What Sears suggested was that the theatre piece, commissioned by the RCM, explore Benjamin Britten’s setting of parts of Rimbaud’s Les Illuminations through the theatrical device of juxtaposing the lives of Britten and Rimbaud, especially their relationships with Peter Pears and Paul Verlaine, respectively. Interesting idea, very Tom Stoppardesque. Which is to say it collides the roles that individuals play in the weaving of art and politics into a provocative study of historical coincidence.
There are three histories involved in Journeying Boys: that of Rimbaud and his scandalous life with fellow poet Paul Verlaine; the coming-of-age and finding of his sexuality of Britten, which is often identified with Britten’s beautiful setting of Rimbaud’s writings; and a contemporary cohort of young singers in a workshop, whose teacher is urging them to find their own artistic voices through the performance of Britten’s piece.
These three stories interweave, interrupting and modifying each other in order to provide multiple perspectives and sources of information. The most direct sources of information come from the didactic script for the young singers, who are exhorted by their teacher “to dig deeper” in their understanding of Rimbaud’s visions. Oddly, although the questions presented by the teacher give us the most data – what city is Rimbaud referring to? London! Right! – they somehow also separate us from the lives of both Britten and Rimbaud as artists.

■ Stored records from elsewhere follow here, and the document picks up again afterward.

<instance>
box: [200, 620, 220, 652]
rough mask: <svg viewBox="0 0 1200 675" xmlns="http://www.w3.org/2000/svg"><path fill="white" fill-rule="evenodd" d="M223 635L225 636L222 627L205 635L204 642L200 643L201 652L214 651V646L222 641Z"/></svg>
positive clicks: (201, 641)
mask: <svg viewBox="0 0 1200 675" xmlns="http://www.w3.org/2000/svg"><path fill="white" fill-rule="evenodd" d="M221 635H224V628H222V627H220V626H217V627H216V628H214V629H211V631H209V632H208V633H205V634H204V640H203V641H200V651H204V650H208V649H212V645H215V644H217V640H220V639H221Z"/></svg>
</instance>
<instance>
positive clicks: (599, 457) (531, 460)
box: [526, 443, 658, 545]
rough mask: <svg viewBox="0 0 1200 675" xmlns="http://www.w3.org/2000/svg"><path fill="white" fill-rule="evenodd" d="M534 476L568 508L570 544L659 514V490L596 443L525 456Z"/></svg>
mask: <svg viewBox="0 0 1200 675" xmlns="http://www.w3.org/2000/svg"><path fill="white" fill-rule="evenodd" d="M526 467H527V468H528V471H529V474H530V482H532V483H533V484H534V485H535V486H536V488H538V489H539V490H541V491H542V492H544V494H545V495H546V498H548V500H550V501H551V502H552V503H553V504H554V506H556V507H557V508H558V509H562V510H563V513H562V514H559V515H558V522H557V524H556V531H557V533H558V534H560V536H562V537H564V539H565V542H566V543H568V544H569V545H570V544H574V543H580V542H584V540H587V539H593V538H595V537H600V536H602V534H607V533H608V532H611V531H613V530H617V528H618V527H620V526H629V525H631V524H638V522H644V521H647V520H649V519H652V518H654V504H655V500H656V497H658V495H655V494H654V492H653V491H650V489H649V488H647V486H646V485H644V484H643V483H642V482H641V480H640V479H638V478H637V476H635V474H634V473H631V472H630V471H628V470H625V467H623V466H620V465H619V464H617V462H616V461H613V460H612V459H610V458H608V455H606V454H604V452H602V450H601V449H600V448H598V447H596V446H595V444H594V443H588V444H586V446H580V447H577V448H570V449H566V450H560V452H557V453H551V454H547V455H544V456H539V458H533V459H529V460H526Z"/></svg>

It is clear how the two young artists were different: Rimbaud is portrayed as a reckless, driven bad boy, who will try any sort of drug, drink and sex to accelerate his pursuit of poetry and to enhance his challenge to the French bourgeoisie, and Britten, a rather innocent and repressed young Englishman, who is mentored, and even ridiculed, by the arch and snobbish W.H. Auden, for whom the exalted class system is a savoured way of life. Both boys, and they really were boys, barely out of their teens, are also gay, which doesn’t really seem to pose too many problems for them, even though they lived in societies where such practices were despised and considered criminal. That is addressed in a scene describing an indecency trial against Verlaine, in a sorrowfully forced bit of theatre in which a solicitor stridently defines the terms “penis” and “anus”, interrupting an otherwise beautifully sung version of Vaughan Williams’ gorgeous setting of Verlaine’s poem The sky above the roof.